At the start of “The Libertine,” Johnny Depp suggests the improbable.
“I do not want you to like me,” he says. You will not like me, he insists.
If by “me” he means himself – he doesn’t, or course- then he’s wrong. Even in this minor movie that aims high with naughty material, it’s hard not to admire Depp’s gifts. They are on fine display as he goes from randy to syphilitic, handsome to hideous.
If Depp means his character – and, of course, he does – then he has a point.
John Wilmot, the Second Earl of Rochester, is certain of his effect. And one quickly learns that this ignoble nobleman takes great pleasure in pleasure, but even more joy in offense.
Finally, if that “me” refers not just to the anti-hero taunting us so casually but to this tale about his rise, ruin and redemption in the 17th century, he’s righter still.
There is a willful muck and murk to “The Libertine,” directed by first-timer Laurence Dunmore. Darkness meets dankness everywhere. But the visual language Dunmore and cinematographer Alexander Melman use doesn’t merely evoke the authentic grime of the period. It provides an apt metaphor for the movie’s problems.
“The Libertine” is a shadowy mess that throws weak light on a little-known historical figure.
Rochester may have been a cultural visionary, but the movie reduces this notion to a parable of bad-boy celebrity hitched to an uninteresting love story.
Writer Stephen Jeffreys (who adapted his play for screen) wants us to see Rochester’s creativity as subversive. But too often, the earl’s behavior seems merely neurotic.
Rochester wrote poems that still find their way into anthologies. He penned an infamous play called “Sodom or the Quintessence of Debauchery.” Privy to his doodles, we have little doubt what captured his imagination.
The earl abducted Elizabeth Malet, a young heiress. Charles II tossed him in the Tower of London. Upon release, Rochester married the woman, played by Rosamund Pike.

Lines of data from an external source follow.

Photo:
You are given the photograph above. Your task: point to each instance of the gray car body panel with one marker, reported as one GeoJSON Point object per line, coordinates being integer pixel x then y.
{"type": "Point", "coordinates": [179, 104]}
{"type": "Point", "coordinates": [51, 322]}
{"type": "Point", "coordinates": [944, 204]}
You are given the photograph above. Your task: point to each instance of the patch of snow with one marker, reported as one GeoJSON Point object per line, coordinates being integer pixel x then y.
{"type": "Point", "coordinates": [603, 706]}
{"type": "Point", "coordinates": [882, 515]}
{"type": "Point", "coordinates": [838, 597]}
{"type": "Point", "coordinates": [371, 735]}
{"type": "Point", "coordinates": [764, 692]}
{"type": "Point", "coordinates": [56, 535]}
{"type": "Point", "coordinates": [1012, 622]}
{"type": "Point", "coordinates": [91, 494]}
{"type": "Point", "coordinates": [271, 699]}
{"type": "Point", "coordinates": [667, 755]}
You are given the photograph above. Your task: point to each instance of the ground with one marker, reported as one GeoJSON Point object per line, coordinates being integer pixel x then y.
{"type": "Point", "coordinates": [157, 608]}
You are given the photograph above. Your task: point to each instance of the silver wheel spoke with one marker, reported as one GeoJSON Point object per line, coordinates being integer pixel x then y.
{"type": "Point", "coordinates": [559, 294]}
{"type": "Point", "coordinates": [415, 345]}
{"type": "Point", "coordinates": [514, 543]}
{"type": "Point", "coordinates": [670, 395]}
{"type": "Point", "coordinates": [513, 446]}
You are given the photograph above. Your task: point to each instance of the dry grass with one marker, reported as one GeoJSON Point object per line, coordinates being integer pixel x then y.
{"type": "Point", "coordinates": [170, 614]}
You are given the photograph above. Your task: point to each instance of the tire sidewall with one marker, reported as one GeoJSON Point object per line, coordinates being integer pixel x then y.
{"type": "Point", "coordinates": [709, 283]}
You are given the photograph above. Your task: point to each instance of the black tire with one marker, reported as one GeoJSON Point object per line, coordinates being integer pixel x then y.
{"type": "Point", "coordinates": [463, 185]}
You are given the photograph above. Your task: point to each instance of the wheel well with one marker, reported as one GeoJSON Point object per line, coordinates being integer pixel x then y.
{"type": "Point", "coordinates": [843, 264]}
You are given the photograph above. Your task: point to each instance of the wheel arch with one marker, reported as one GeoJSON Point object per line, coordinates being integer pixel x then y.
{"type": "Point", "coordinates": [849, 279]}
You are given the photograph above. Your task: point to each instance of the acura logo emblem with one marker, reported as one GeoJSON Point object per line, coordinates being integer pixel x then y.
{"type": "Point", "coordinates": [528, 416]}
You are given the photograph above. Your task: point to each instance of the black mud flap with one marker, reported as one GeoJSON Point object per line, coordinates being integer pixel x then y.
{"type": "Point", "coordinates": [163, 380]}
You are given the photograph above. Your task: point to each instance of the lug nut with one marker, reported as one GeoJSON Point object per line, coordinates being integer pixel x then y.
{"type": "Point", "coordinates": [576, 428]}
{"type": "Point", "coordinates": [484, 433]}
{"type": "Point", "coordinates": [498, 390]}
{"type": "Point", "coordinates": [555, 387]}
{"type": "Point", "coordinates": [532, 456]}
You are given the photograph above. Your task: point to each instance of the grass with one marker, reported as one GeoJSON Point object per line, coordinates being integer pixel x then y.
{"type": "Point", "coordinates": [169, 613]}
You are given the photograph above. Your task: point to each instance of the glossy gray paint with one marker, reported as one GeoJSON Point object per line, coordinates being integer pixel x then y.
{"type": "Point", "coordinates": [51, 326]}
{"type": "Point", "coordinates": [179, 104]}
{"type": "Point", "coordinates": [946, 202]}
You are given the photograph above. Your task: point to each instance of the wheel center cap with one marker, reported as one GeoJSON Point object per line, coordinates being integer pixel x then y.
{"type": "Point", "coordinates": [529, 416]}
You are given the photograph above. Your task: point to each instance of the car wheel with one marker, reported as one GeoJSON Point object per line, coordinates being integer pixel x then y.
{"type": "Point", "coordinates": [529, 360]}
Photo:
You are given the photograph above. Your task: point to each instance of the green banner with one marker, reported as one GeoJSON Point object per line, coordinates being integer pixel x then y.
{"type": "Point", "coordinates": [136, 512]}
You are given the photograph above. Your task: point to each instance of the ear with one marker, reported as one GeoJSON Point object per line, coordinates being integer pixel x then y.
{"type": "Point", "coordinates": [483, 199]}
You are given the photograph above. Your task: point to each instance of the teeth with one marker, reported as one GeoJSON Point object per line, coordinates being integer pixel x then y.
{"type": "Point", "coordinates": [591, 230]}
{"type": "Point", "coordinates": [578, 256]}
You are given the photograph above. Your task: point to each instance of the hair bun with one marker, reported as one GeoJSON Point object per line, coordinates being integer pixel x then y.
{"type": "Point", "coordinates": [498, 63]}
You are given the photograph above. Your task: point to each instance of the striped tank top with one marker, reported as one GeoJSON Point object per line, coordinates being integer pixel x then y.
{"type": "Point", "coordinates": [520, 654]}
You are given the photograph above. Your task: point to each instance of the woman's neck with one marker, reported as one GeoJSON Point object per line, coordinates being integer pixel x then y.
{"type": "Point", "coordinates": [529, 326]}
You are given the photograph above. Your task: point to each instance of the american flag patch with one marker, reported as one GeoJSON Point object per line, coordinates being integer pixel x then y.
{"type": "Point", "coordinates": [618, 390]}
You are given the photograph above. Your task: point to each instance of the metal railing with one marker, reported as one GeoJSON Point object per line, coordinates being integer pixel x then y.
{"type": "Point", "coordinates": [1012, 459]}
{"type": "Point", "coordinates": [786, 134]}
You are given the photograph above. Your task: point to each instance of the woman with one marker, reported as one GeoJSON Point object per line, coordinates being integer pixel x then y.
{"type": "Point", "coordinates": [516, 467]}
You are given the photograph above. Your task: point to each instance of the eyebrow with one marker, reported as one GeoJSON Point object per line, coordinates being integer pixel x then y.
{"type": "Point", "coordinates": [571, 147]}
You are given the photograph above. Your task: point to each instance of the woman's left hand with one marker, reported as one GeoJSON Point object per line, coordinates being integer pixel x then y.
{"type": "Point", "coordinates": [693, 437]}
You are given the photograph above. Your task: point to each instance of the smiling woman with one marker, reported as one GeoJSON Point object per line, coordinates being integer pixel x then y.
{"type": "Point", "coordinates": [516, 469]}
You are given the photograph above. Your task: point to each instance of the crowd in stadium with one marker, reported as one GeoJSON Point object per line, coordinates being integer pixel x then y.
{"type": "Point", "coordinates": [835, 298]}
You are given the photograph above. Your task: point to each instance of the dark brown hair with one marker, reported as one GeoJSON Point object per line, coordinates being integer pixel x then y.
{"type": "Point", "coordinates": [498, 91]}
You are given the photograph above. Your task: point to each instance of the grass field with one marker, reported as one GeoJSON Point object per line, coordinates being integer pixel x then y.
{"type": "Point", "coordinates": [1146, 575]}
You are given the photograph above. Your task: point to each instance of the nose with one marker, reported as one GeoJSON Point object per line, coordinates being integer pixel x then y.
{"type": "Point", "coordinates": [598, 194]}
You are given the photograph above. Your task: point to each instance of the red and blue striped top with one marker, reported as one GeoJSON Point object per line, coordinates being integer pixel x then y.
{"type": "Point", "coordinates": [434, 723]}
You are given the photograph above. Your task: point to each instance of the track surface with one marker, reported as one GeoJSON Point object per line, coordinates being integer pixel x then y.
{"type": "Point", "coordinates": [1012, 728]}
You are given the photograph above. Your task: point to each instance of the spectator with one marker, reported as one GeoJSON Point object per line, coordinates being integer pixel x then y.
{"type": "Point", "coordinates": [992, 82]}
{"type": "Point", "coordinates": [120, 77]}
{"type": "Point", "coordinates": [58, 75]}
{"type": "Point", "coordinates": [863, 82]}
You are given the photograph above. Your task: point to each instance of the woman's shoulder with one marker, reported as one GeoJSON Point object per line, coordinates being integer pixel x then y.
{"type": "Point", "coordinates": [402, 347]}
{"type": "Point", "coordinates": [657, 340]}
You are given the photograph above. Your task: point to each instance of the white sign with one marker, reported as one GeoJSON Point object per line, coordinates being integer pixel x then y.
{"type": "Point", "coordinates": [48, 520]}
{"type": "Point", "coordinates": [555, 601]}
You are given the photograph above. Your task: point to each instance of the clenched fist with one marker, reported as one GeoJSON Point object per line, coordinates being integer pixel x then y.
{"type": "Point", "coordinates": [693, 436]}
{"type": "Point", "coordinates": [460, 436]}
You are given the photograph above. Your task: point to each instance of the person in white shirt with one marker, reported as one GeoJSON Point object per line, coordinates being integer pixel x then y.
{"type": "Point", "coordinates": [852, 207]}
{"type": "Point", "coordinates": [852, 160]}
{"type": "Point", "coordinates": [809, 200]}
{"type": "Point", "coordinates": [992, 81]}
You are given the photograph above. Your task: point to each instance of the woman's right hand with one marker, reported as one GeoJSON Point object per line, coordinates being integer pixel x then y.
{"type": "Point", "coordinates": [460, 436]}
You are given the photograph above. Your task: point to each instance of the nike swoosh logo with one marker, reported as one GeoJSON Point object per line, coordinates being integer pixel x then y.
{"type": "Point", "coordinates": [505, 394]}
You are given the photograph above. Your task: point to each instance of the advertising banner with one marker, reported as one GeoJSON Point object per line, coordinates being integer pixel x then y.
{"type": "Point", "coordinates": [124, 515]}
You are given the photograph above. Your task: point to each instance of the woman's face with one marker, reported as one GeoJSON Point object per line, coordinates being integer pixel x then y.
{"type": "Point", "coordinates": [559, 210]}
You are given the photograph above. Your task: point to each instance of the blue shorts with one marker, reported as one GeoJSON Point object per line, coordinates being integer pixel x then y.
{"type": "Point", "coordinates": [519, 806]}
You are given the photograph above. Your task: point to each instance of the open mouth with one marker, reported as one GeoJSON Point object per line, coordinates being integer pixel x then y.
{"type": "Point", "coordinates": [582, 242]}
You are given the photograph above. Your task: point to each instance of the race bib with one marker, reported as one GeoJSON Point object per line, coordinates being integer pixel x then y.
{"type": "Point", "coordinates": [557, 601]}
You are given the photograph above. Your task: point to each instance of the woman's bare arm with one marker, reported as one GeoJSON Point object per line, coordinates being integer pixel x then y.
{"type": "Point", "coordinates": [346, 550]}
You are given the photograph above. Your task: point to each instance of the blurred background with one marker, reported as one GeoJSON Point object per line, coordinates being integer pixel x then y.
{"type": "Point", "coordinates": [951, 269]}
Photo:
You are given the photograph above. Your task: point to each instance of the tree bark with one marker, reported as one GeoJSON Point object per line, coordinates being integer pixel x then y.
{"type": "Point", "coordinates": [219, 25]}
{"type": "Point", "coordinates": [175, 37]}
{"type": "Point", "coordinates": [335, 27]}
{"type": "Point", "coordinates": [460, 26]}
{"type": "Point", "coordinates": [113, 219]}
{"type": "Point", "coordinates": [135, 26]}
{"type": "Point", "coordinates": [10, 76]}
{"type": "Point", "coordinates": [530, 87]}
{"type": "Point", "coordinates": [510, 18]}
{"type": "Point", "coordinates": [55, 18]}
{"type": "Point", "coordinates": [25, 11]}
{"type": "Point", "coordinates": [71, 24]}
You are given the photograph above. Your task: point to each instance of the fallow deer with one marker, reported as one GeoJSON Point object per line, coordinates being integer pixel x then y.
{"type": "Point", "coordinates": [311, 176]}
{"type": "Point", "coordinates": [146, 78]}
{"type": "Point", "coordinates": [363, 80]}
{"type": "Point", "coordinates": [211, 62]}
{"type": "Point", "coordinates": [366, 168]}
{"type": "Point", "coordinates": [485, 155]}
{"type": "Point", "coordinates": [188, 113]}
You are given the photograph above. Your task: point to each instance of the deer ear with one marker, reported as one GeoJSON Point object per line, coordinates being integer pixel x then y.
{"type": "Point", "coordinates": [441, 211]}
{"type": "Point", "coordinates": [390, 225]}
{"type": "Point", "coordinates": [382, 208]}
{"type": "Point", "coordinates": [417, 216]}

He curried the favor and friendship of Charles II, which he squandered time and again. Early on, Charles (John Malkovich) inquires how long Rochester has been in exile. He sent him away for a year but already misses him.
But Rochester is pathologically driven to gnaw the hands that feed and stroke him. He cheats on his wife. He betrays her more deeply when he falls for actress Elizabeth Barry (Samantha Morton).
Barry became famous, and Morton plays her as a surer soul than Claire Danes’ character in “Stage Beauty,” a better film set in the same era.
It’s not just Malkovich’s presence here that will invite comparison to another, better film: Stephen Frears’ “Dangerous Liaisons” is the more entertaining and emotionally telling period piece full of lust, betrayal and a love that undoes the would-be sexual conqueror.
Intended to seduce, revile and resonate, “The Libertine” tires. If not for Depp and Malkovich, there would be nary a pearl peeking through the mud.
** | “The Libertine”
R for strong sexuality including dialogue, violence and language|1 hour, 50 minutes| PERIOD DRAMA|Directed by Laurence Dunmore; written by Stephen Jeffreys based on his play; photography by Alexander Melman; starring Johnny Depp, Samantha Morton, John Malkovich, Rosamund Pike, Tom Hollander, Johnny Vegas, Kelly Reilly, Jack Davenport, Richard Coyle |Opens today at area theaters.